In the first instance, complaints against a conformity assessment body should be lodged with that particular organisation. If the matter cannot be resolved within a satisfactory timeframe, the complainant has the right to refer the matter to the local accreditation body. If the complaint still cannot be resolved, then the complaint should be referred to the regional cooperation (if applicable), and then to IAF.

Anyone wishing to submit a complaint should do so by emailing the relevant details to the IAF Corporate Secretary together with any necessary documentation required to substantiate the complaint.
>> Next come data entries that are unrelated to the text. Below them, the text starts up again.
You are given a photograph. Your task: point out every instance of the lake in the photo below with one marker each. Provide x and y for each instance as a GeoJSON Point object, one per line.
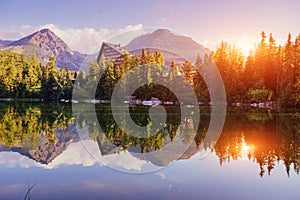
{"type": "Point", "coordinates": [53, 151]}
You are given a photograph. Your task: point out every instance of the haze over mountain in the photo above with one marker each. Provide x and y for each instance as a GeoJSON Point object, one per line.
{"type": "Point", "coordinates": [45, 43]}
{"type": "Point", "coordinates": [165, 40]}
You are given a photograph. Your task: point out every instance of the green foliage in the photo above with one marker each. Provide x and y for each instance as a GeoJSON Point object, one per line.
{"type": "Point", "coordinates": [259, 95]}
{"type": "Point", "coordinates": [24, 77]}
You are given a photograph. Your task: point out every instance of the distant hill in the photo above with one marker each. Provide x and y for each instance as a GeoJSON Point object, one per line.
{"type": "Point", "coordinates": [163, 39]}
{"type": "Point", "coordinates": [45, 43]}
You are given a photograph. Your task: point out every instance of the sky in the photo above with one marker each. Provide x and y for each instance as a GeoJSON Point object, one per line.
{"type": "Point", "coordinates": [83, 23]}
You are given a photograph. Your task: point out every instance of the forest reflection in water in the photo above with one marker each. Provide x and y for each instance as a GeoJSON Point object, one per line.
{"type": "Point", "coordinates": [43, 131]}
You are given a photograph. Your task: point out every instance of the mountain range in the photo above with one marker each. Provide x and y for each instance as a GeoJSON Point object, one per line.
{"type": "Point", "coordinates": [45, 43]}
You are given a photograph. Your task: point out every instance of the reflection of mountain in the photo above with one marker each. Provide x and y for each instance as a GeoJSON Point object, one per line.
{"type": "Point", "coordinates": [43, 151]}
{"type": "Point", "coordinates": [41, 137]}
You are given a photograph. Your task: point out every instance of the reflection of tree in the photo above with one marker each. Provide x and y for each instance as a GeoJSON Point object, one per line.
{"type": "Point", "coordinates": [23, 122]}
{"type": "Point", "coordinates": [258, 137]}
{"type": "Point", "coordinates": [140, 116]}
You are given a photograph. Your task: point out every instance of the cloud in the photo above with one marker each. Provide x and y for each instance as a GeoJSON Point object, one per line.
{"type": "Point", "coordinates": [85, 40]}
{"type": "Point", "coordinates": [162, 21]}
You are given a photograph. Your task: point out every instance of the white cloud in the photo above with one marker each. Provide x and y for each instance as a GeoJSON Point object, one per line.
{"type": "Point", "coordinates": [85, 40]}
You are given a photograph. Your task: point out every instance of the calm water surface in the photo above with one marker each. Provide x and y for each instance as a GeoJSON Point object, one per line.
{"type": "Point", "coordinates": [256, 156]}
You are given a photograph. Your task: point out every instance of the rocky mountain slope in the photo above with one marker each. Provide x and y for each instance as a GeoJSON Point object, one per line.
{"type": "Point", "coordinates": [165, 40]}
{"type": "Point", "coordinates": [45, 43]}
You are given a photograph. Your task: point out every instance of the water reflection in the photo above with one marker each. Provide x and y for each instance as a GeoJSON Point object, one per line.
{"type": "Point", "coordinates": [38, 131]}
{"type": "Point", "coordinates": [42, 132]}
{"type": "Point", "coordinates": [263, 137]}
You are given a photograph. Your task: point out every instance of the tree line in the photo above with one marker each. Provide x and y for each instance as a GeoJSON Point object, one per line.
{"type": "Point", "coordinates": [25, 77]}
{"type": "Point", "coordinates": [270, 73]}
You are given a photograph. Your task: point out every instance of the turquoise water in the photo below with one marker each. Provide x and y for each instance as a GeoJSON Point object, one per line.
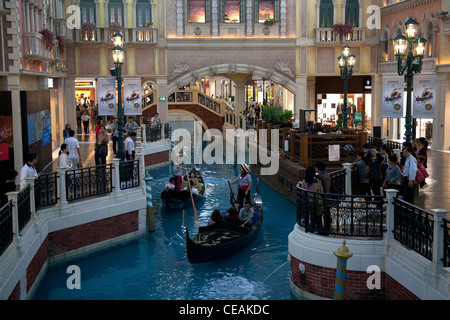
{"type": "Point", "coordinates": [155, 266]}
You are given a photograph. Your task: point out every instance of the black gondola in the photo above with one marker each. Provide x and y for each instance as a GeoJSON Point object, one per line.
{"type": "Point", "coordinates": [182, 199]}
{"type": "Point", "coordinates": [223, 239]}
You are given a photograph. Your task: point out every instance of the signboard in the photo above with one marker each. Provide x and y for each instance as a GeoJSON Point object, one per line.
{"type": "Point", "coordinates": [334, 152]}
{"type": "Point", "coordinates": [392, 103]}
{"type": "Point", "coordinates": [132, 97]}
{"type": "Point", "coordinates": [424, 98]}
{"type": "Point", "coordinates": [106, 95]}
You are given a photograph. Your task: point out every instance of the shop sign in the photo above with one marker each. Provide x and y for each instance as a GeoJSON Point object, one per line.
{"type": "Point", "coordinates": [424, 97]}
{"type": "Point", "coordinates": [392, 103]}
{"type": "Point", "coordinates": [132, 101]}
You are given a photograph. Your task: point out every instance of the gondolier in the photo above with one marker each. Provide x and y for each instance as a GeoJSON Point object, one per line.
{"type": "Point", "coordinates": [245, 183]}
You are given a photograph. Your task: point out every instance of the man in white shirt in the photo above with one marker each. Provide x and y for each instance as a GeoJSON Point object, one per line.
{"type": "Point", "coordinates": [130, 146]}
{"type": "Point", "coordinates": [28, 170]}
{"type": "Point", "coordinates": [74, 149]}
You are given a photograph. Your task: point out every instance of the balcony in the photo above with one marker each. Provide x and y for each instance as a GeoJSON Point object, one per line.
{"type": "Point", "coordinates": [327, 35]}
{"type": "Point", "coordinates": [35, 48]}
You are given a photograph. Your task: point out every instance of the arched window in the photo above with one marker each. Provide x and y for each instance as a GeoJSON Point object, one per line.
{"type": "Point", "coordinates": [143, 13]}
{"type": "Point", "coordinates": [232, 11]}
{"type": "Point", "coordinates": [199, 11]}
{"type": "Point", "coordinates": [115, 8]}
{"type": "Point", "coordinates": [87, 8]}
{"type": "Point", "coordinates": [352, 13]}
{"type": "Point", "coordinates": [326, 13]}
{"type": "Point", "coordinates": [429, 35]}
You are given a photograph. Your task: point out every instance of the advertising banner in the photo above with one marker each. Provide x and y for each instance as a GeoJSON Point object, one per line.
{"type": "Point", "coordinates": [424, 98]}
{"type": "Point", "coordinates": [392, 103]}
{"type": "Point", "coordinates": [132, 94]}
{"type": "Point", "coordinates": [106, 93]}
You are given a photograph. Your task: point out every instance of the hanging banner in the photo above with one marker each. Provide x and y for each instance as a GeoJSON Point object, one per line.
{"type": "Point", "coordinates": [424, 98]}
{"type": "Point", "coordinates": [106, 93]}
{"type": "Point", "coordinates": [392, 103]}
{"type": "Point", "coordinates": [132, 102]}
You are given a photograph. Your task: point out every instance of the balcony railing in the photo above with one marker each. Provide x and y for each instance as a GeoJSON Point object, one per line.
{"type": "Point", "coordinates": [328, 35]}
{"type": "Point", "coordinates": [35, 48]}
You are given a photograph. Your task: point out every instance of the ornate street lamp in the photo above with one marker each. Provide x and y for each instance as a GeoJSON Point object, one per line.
{"type": "Point", "coordinates": [346, 63]}
{"type": "Point", "coordinates": [118, 57]}
{"type": "Point", "coordinates": [414, 48]}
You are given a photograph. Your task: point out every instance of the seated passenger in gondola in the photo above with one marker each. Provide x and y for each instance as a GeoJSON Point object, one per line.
{"type": "Point", "coordinates": [246, 215]}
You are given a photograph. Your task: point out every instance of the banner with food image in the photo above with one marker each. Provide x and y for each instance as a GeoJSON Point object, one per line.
{"type": "Point", "coordinates": [106, 93]}
{"type": "Point", "coordinates": [392, 102]}
{"type": "Point", "coordinates": [132, 97]}
{"type": "Point", "coordinates": [424, 96]}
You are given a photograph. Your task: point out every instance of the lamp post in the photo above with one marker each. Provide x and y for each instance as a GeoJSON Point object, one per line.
{"type": "Point", "coordinates": [118, 57]}
{"type": "Point", "coordinates": [346, 62]}
{"type": "Point", "coordinates": [411, 65]}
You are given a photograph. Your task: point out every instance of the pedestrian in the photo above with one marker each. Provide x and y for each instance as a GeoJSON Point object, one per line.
{"type": "Point", "coordinates": [66, 131]}
{"type": "Point", "coordinates": [85, 118]}
{"type": "Point", "coordinates": [245, 184]}
{"type": "Point", "coordinates": [8, 185]}
{"type": "Point", "coordinates": [114, 134]}
{"type": "Point", "coordinates": [130, 146]}
{"type": "Point", "coordinates": [409, 174]}
{"type": "Point", "coordinates": [64, 160]}
{"type": "Point", "coordinates": [101, 150]}
{"type": "Point", "coordinates": [29, 169]}
{"type": "Point", "coordinates": [73, 148]}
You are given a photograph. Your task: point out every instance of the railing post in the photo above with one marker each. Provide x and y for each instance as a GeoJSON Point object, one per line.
{"type": "Point", "coordinates": [31, 181]}
{"type": "Point", "coordinates": [62, 186]}
{"type": "Point", "coordinates": [348, 177]}
{"type": "Point", "coordinates": [116, 176]}
{"type": "Point", "coordinates": [438, 237]}
{"type": "Point", "coordinates": [15, 217]}
{"type": "Point", "coordinates": [390, 209]}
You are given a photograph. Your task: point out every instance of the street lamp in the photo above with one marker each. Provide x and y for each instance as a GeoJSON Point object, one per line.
{"type": "Point", "coordinates": [118, 57]}
{"type": "Point", "coordinates": [411, 65]}
{"type": "Point", "coordinates": [346, 63]}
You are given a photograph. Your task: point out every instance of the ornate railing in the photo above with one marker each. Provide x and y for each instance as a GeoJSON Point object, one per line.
{"type": "Point", "coordinates": [6, 229]}
{"type": "Point", "coordinates": [24, 207]}
{"type": "Point", "coordinates": [45, 190]}
{"type": "Point", "coordinates": [413, 227]}
{"type": "Point", "coordinates": [446, 226]}
{"type": "Point", "coordinates": [88, 182]}
{"type": "Point", "coordinates": [129, 174]}
{"type": "Point", "coordinates": [335, 214]}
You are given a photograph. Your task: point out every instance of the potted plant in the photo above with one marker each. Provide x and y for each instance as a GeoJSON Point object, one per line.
{"type": "Point", "coordinates": [49, 38]}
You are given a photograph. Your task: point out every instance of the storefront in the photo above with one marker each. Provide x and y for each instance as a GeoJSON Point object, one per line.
{"type": "Point", "coordinates": [330, 99]}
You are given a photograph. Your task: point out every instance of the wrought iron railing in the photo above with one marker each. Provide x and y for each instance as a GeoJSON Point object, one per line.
{"type": "Point", "coordinates": [129, 174]}
{"type": "Point", "coordinates": [24, 207]}
{"type": "Point", "coordinates": [6, 229]}
{"type": "Point", "coordinates": [413, 227]}
{"type": "Point", "coordinates": [446, 226]}
{"type": "Point", "coordinates": [88, 182]}
{"type": "Point", "coordinates": [45, 190]}
{"type": "Point", "coordinates": [335, 214]}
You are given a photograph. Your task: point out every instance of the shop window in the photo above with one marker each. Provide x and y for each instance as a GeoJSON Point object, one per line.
{"type": "Point", "coordinates": [326, 13]}
{"type": "Point", "coordinates": [115, 9]}
{"type": "Point", "coordinates": [143, 13]}
{"type": "Point", "coordinates": [199, 11]}
{"type": "Point", "coordinates": [87, 9]}
{"type": "Point", "coordinates": [267, 9]}
{"type": "Point", "coordinates": [232, 11]}
{"type": "Point", "coordinates": [352, 13]}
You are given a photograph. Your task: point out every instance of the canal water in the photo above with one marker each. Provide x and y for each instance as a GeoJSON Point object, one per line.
{"type": "Point", "coordinates": [154, 266]}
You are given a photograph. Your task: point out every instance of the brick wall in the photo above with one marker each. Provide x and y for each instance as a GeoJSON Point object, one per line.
{"type": "Point", "coordinates": [320, 281]}
{"type": "Point", "coordinates": [156, 158]}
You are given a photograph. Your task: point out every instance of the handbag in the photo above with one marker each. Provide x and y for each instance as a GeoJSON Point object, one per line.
{"type": "Point", "coordinates": [320, 209]}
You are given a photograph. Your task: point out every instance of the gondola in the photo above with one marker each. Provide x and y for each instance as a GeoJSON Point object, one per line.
{"type": "Point", "coordinates": [182, 199]}
{"type": "Point", "coordinates": [222, 240]}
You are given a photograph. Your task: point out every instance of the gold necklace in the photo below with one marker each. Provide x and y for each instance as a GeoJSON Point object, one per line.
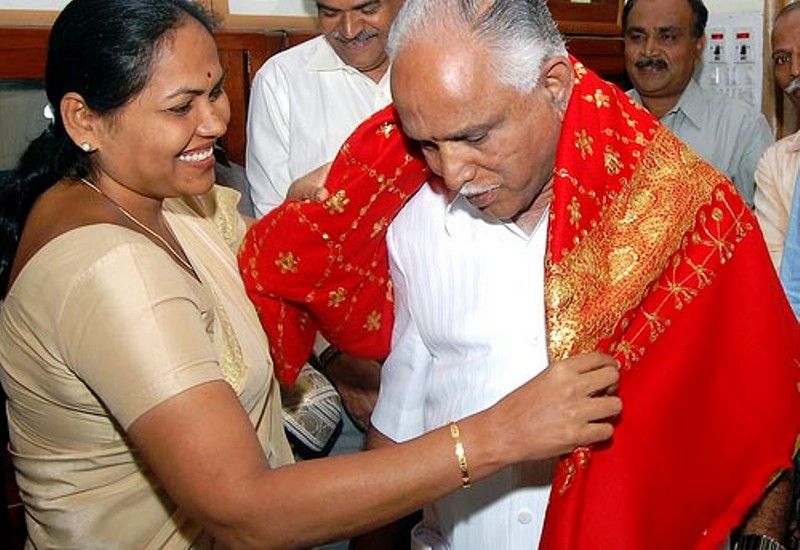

A copy of the IAF mechanism for dealing with complaints is available for information from IAF PR1:2004 Procedure for the Investigation and Resolution of complaints which can be downloaded from Procedure Documents.

Information for Accreditation Bodies

Q - How can I become a member of IAF? 

A - Accreditation Body Membership of IAF is open to bodies that conduct and administer programmes by which they accredit bodies for certification of quality systems, products, services, personnel, environmental management systems as well as other programmes of conformity assessment, providing those bodies are willing to allow their accreditation systems to be used by other IAF Members. 

Special recognition status is also available for organisations with an interest in accredited conformity assessment.

Application forms are available for download from Documents for General Information.

Q - What are the advantages of IAF Membership?

A - IAF Membership offers several advantages for your organisation and your economy:

• The opportunity to become a signatory of the IAF MLA, thereby providing international recognition for your accredited bodies;

• The opportunity to learn from, and interact with, experienced accreditation bodies to assist with the development of your system;  

• Interaction with other developing accreditation systems to share experiences and seek common solutions to problems;

• The opportunity also to represent, and inform, your constituents on important matters in the international conformity assessment arena;

• Participation in the IAF annual general assembly; 

• Participation in IAF committees covering policy matters, technical issues, promotion and marketing, certification representation and development support for new accreditation systems; 

• Access to the IAF intranet which provides access to the latest drafts of IAF documents (for comment and voting), a range of IAF resource material, and information from IAF committees.